Vor allem ist bei all dem kein Wort über die Sicherheit und die Nichteinhaltung der Verpflichtungen Russlands zu finden, die es beim Gipfeltreffen im Normandie-Format in Paris übernommen hat. Während an der Front sich die Lage verschärft und sogar in Abschnitten der Truppenentflechtung geschossen wird, ist eine solche Entscheidung äußerst riskant.

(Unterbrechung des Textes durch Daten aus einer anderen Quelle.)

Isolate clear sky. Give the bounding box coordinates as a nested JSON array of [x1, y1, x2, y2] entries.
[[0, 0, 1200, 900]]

Kritik von der Opposition: Poroschenko.Präsident Selensky, müsse Auskunft geben, auf welcher Grundlage der Leiter des Präsidialamts, Jermak, das Protokoll der Sitzung der Trilateralen Kontaktgruppe vom 11. März 2020 unterzeichnet habe, erklärte der frühere ukrainische Präsident  und Vorsitzende der Partei “Europäische Solidarität”, Petro Poroschenko. “Die Schaffung irgendwelcher Konsultativ-Räte mit russischen Marionetten ist der Weg in eine schleichende Kapitulation. Die Gründe für eine Abkehr von einer NATO-Mitgliedschaft und eine Wiederaufnahme der Wasserversorgung der besetzten Krim werden immer deutlicher. All dies will der Kreml. Die Umsetzung solcher Initiativen ist gleichbedeutend mit Hochverrat”, betonte Poroschenko in seiner Erklärung.

Position von Julia Tymoschenko.Die Vorsitzende der Partei “Vaterland” meint, dass das Team von Präsident Selenskyj bei den Gesprächen mit Russland Dokumente unterzeichnet, die den nationalen Interessen der Ukraine zuwiderlaufen. “Meine Position ist und war immer klar und eindeutig. Es gibt keinen internen Konflikt in der Ukraine. Es gibt einen Krieg Russlands gegen die Ukraine im Donbass. Es gibt eine Besetzung der Krim durch Russland. Die unterzeichneten Dokumente sprechen erneut von einem nicht existierenden Bürgerkrieg”, betonte Tymoschenko.

Spaltung innerhalb der Präsidenten-Partei “Diener des Volkes”.Ein Teil der Abgeordneten der Fraktion appellierte an Selenskyj, die Schaffung eines Konsultativ-Rates bei der politischen Untergruppe der Trilateralen Kontaktgruppe in Minsk nicht zu erlauben. Einen entsprechende Appell unterzeichneten bereits 60 Abgeordnete der Fraktion. Laut den Parlamentariern könnte dies die Aggression Russlands gegen die Ukraine in Frage stellen.

“Wirappellieren an den Präsidenten der Ukraine, Wolodymyr Selenskyj, angesichts der kontroversen öffentlichen Reaktion auf die jüngsten Minsker Initiativen, die ukrainischen Vertreter in der Trilateralen Kontaktgruppe und alle Verhandlungsführer der Ukraine anzuweisen, in den Rahmen der ukrainischen Gesetze zurückzukehren und eine Umsetzung der angekündigten Entscheidungen zu verhindern, was die Schaffung einer Konsultativ-Gruppe in einer Art und Weise angeht, die bei der Bevölkerung der Ukraine keine Zustimmung findet und die den geltenden Gesetzen und den nationalen Interessen widerspricht”, heißt es in der Erklärung.


Wie kämpft die Ukraine gegen COVID-19?

In der Ukraine wurde bisher nur ein Coronavirus-Todesfall gemeldet, aber die Regierung hat zu strengen Maßnahmen gegriffen: Schließung aller Schulen und Verbot von Massenversammlungen. Der Nationale Sicherheits- und Verteidigungsrat beschloss, alle Flugverbindungen einzustellen und Ausländern vorübergehend die Einreise zu untersagen. Die lokalen Behörden in Kiew und anderen Großstädten haben für den 17. März die Schließung aller Einrichtungen angekündigt, mit Ausnahme von Lebensmittelgeschäften, Apotheken und Krankenhäusern.